Now, before anyone accuses our opposition to what the governor and his administration is doing as being “pro-COVID,” we want to make clear we are anything but. We’ve advocated regularly for people to choose vaccination if they can beacuse they’ve been proven safe and effective. We’ve advocated for unvaccinated individuals to continue to voluntarily wear masks because it helps reduce the spread of COVID-19. Both are indisputably good ideas backed up by mountains of data.

But we’ve stopped short of calling for a mandate to do those things, primarily because we also believe in personal freedom and call the United States of America our home.

We believe that in most cases, the more locally decisions can be made and the more they can be made on an individual basis, the better those decisions will be. It’s because one-size-fits-all policies are rarely helpful and can often backfire.
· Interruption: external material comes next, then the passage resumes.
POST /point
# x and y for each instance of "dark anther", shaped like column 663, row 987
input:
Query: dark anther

It’s because the people making local decisions are usually local people who are much more familiar with the local area and its needs than someone who may not even be able to find Warren, Sheffield, Youngsville or Russell on a map, let alone been here before.
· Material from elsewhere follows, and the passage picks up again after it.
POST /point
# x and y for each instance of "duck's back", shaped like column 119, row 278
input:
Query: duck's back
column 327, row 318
But even if you agree with the decree from the Department of Health — a key detail, as the governor will argue the health department is allowed to take such action despite the constitutional amendments restricting his own authority — and as well-intentioned as it may be, the timing of this announcement couldn’t have been worse.

As state Senate President Pro Tempore Jake Corman, R-Bellefonte, pointed out in a statement released after the announcement, school boards all over Pennsylvania have endured highly-contentious meetings involving members of the public debating whether to mandate masks in their individual districts that has often included yelling, accusations being levied and on occasion threats being made. Some districts have already begun classes.

Now, after months of these meetings dividing communities across the commonwealth and Wolf — rightly we might add — choosing not to intervene, many of them will have to change course immediately because the governor decided to change his mind at the last minute.

Large cities and sparsely-populated rural areas are not one and the same. We wish our governor, in a state as large and diverse as Pennsylvania, would trust local leaders to make the decisions they were elected to make because when people feel like they’re not being heard by those in positions of authority, they’re less likely to comply with what is being asked or required of them by those same people.

We have no doubt there will be angry parents who will defy the order, send their kids to school maskless, and it will be left to the local school administration — some of whom may not even agree with the mandate themselves — to enforce it.

The late President Ronald Reagan once said the nine scariest words in the English language are, “I’m from the government and I’m here to help.”

Gov. Wolf’s pandemic “solutions” have often proved President Reagan right. We unfortunately feel this one will, too.